The images in these stories are so lyrical, so sadly ethereal, I'd not be surprised to find the pages of Pigeon Feathers flap invisibly from my hands and into those of a Pennsylvania native, whose land, childhood and eventual disillusionment are so heart-wrenchingly documented in this collection. "A&P," a staple of contemporary American fiction anthologies, is a companion piece
to longer, stronger stories, like "Flight" and the final two episodic stories, showcasing the defining moments of adolescence and young adulthood; moments when the voice inside assuring us of our own greatness and immortality grows fainter and fainter.

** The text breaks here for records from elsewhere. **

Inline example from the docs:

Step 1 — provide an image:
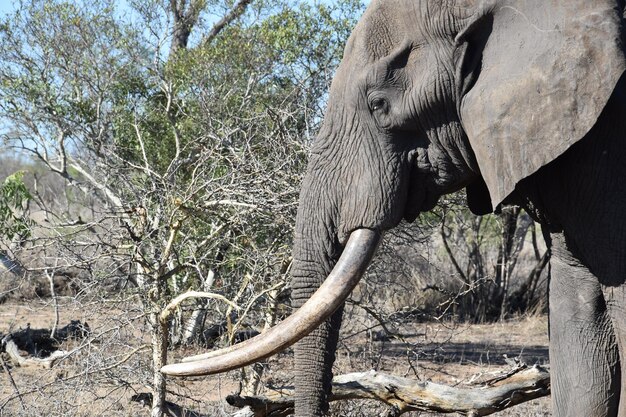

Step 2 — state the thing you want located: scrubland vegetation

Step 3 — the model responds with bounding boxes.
[0,0,549,416]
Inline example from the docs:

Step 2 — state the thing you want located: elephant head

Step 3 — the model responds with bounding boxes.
[162,0,625,415]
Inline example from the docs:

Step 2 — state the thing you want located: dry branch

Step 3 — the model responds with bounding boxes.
[226,366,550,417]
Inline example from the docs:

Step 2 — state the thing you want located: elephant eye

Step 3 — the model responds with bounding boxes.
[370,98,389,113]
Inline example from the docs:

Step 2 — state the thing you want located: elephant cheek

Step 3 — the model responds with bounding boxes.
[404,171,439,223]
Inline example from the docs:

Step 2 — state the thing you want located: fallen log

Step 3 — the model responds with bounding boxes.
[0,320,89,369]
[226,365,550,417]
[2,335,70,369]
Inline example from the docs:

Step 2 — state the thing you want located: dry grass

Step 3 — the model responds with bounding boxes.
[0,301,550,417]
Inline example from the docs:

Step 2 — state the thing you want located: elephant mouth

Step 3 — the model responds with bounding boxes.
[161,229,381,376]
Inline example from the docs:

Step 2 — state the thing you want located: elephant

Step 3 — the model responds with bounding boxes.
[162,0,626,417]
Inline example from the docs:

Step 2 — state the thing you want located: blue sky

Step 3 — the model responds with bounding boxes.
[0,0,370,16]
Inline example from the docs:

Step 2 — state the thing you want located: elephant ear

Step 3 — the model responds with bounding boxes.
[457,0,626,208]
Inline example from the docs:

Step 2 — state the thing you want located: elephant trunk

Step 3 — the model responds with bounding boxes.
[161,229,380,376]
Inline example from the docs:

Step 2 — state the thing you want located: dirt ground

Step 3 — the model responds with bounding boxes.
[0,301,551,417]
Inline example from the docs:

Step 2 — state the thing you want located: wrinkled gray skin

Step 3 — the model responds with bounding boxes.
[292,0,626,417]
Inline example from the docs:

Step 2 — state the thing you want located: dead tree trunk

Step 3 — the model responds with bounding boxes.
[226,366,550,417]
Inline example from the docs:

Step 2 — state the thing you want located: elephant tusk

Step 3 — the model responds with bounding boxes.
[161,229,381,376]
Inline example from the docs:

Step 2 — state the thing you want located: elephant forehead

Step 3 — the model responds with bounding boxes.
[461,0,625,208]
[344,0,420,65]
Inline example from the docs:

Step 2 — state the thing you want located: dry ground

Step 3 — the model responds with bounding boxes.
[0,301,551,417]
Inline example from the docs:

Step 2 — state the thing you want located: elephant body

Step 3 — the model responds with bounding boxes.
[292,0,626,417]
[162,0,626,417]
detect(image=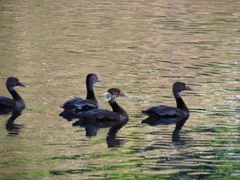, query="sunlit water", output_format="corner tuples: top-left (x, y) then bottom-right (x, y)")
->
(0, 0), (240, 180)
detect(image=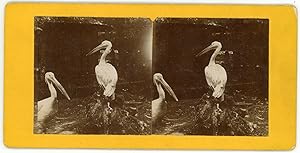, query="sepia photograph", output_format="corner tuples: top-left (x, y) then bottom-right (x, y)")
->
(34, 16), (153, 135)
(152, 18), (269, 136)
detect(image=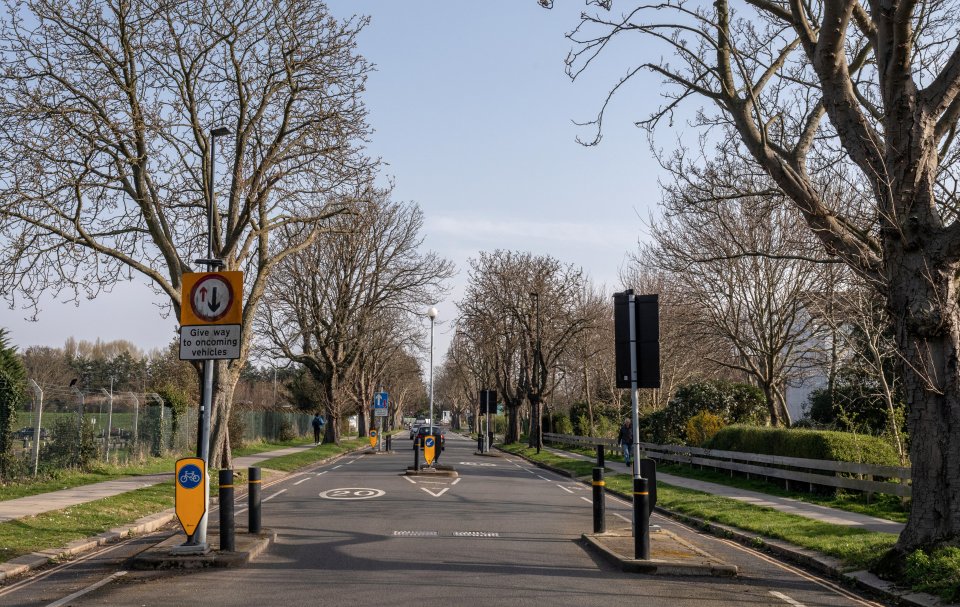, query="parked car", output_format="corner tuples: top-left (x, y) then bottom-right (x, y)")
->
(413, 424), (447, 451)
(13, 426), (47, 440)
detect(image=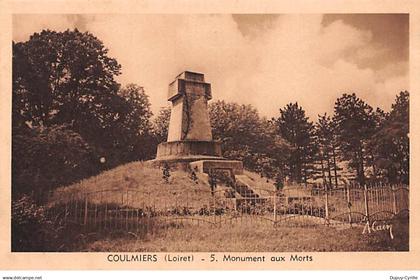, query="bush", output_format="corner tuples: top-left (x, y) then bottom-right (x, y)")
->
(12, 195), (85, 252)
(12, 126), (99, 202)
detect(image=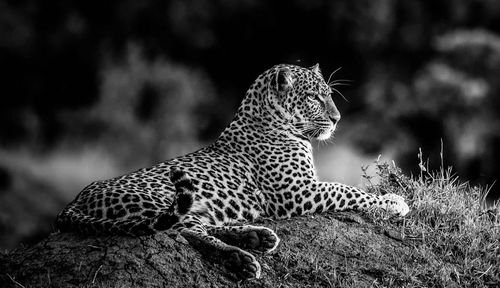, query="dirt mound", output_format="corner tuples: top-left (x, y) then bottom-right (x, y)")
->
(0, 212), (414, 287)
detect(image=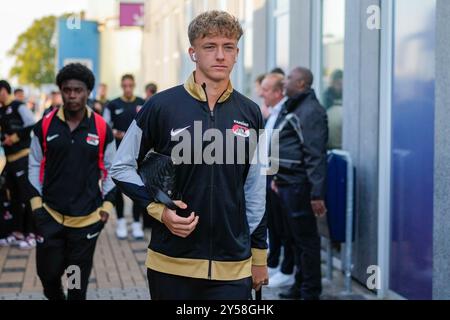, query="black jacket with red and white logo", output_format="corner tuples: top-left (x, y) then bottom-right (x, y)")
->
(28, 107), (116, 222)
(112, 75), (267, 280)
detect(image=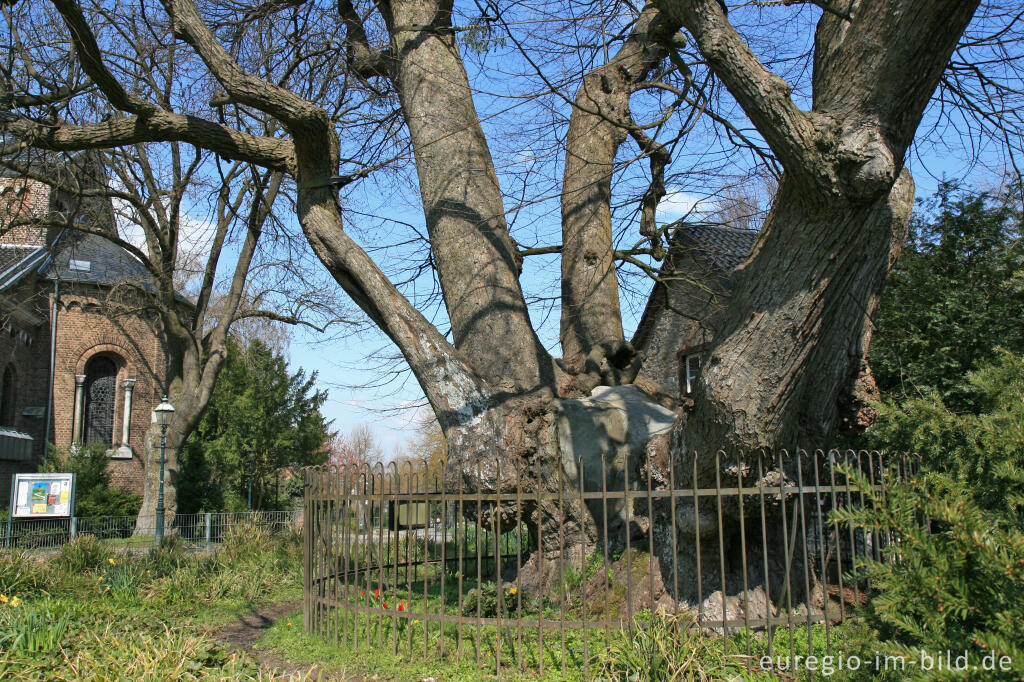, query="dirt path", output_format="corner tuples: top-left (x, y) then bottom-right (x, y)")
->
(215, 600), (352, 682)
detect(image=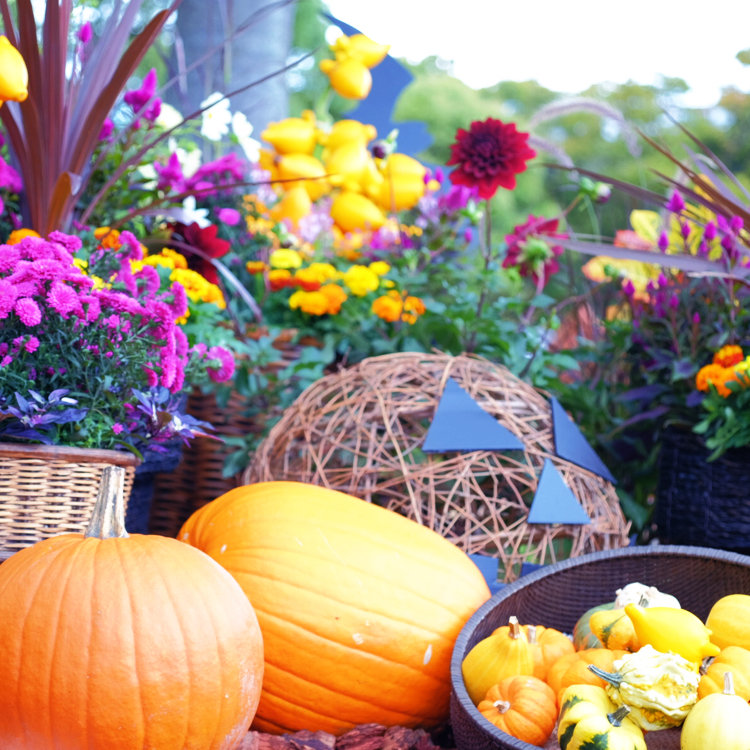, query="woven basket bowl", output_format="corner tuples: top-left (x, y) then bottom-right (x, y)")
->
(451, 545), (750, 750)
(0, 443), (139, 562)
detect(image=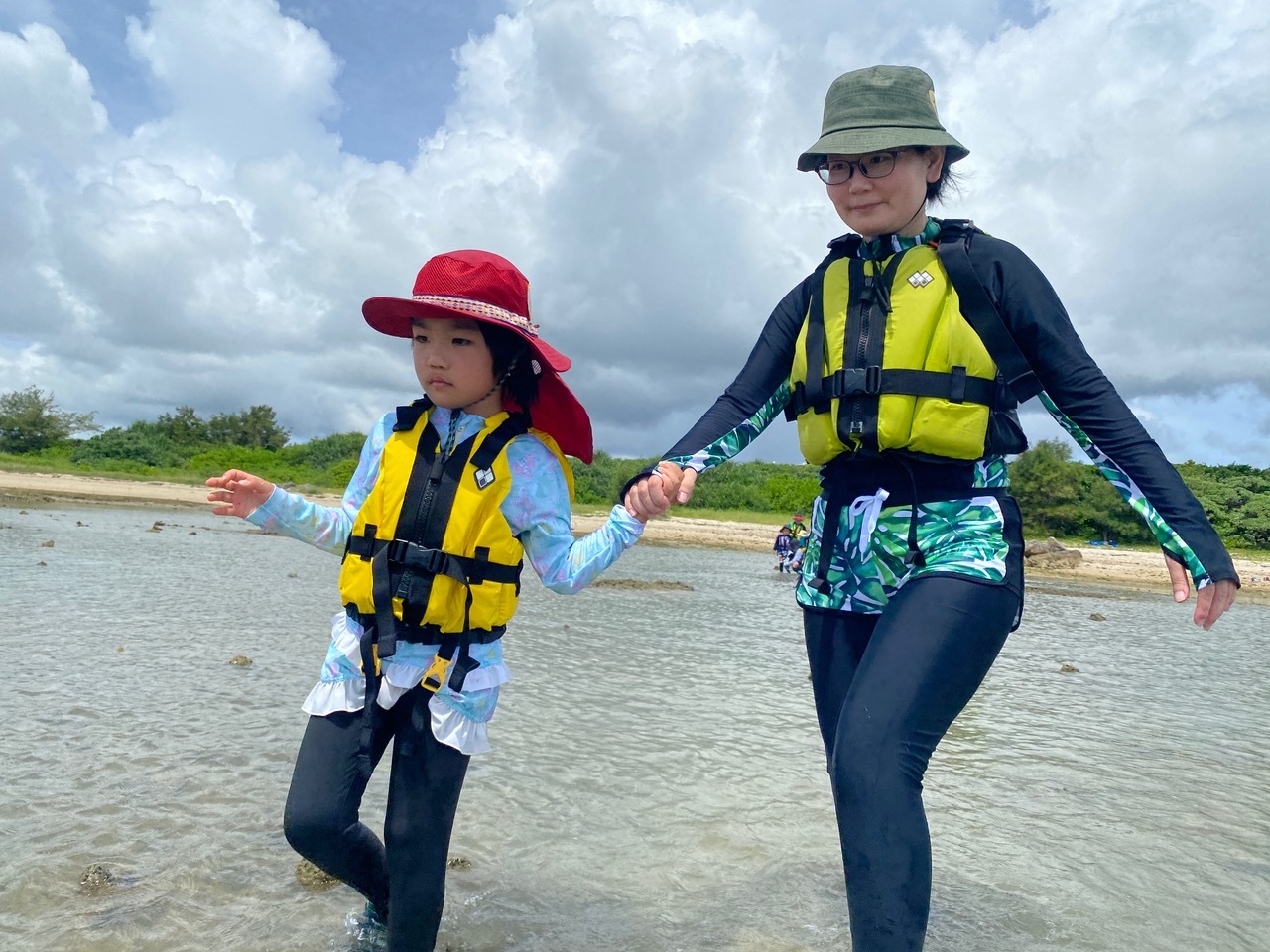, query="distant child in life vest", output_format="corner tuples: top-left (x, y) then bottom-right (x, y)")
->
(207, 251), (665, 952)
(772, 526), (798, 572)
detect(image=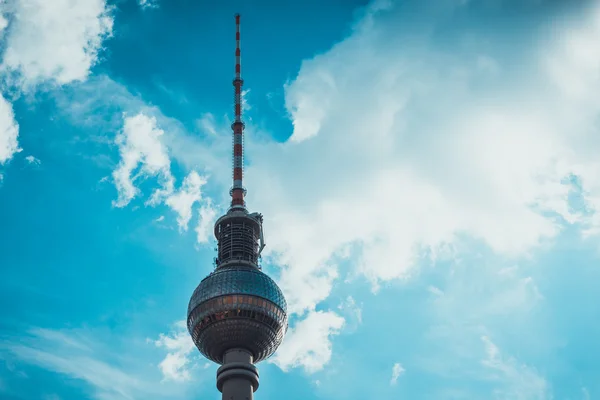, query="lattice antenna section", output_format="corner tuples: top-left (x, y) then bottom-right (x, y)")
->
(231, 14), (246, 208)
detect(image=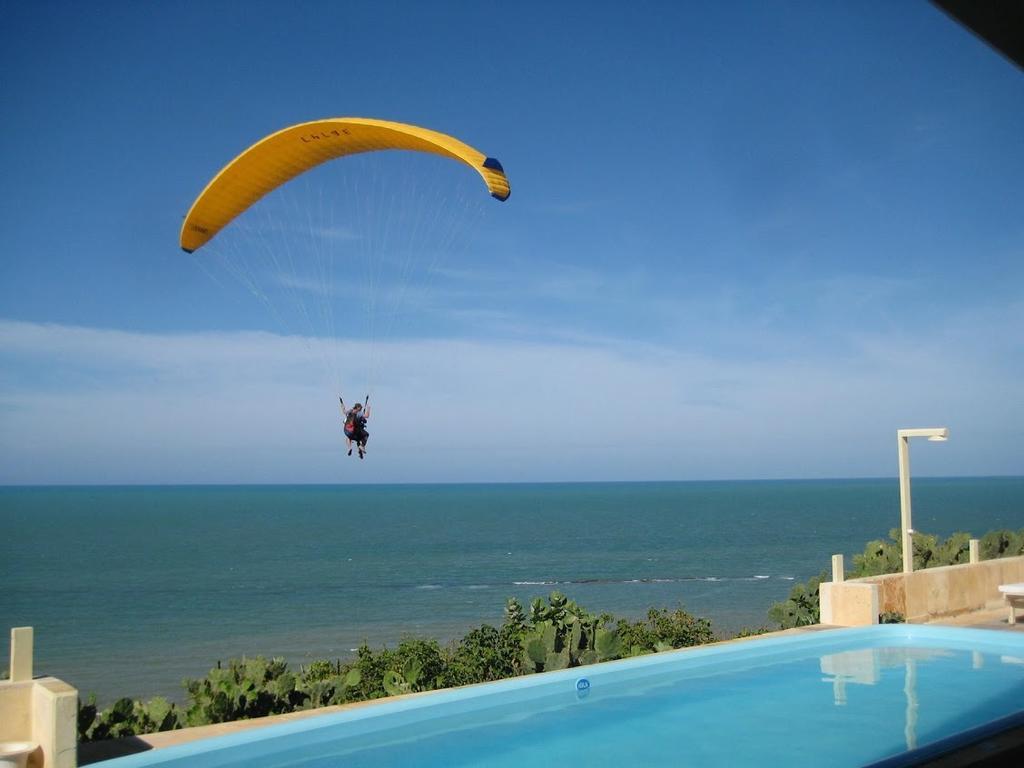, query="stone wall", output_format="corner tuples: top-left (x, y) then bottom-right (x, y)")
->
(820, 557), (1024, 627)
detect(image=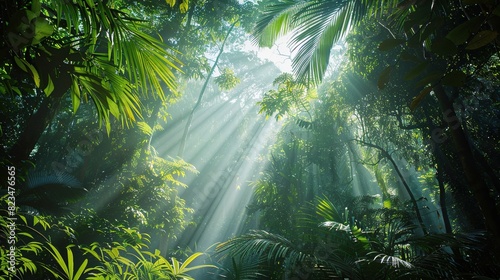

Philosophically, this collection is held together by the idea that beauty, love and fame are tenuous phenomena, no more substantial than
shapes of light skating across a room, or the images of a film projector (see "Flight"). This motif is always at the forefront of Updike's poetry and diction. ("The Persistance of Desire," which plays upon the indispensible role of eyesight, literal and figurative, ingenuously spins a pun out of the optical effect of the persistance of vision for its title.)
This philosophy rarely overshadows Updike's gift for an unorthodox, reflective style of narration. Conflicts figure prominently in every story, but almost always the battle is staged in the heart and mind of its protagonist. Updike is a Cicero and Keats blessed with a unique penchant for American storytelling.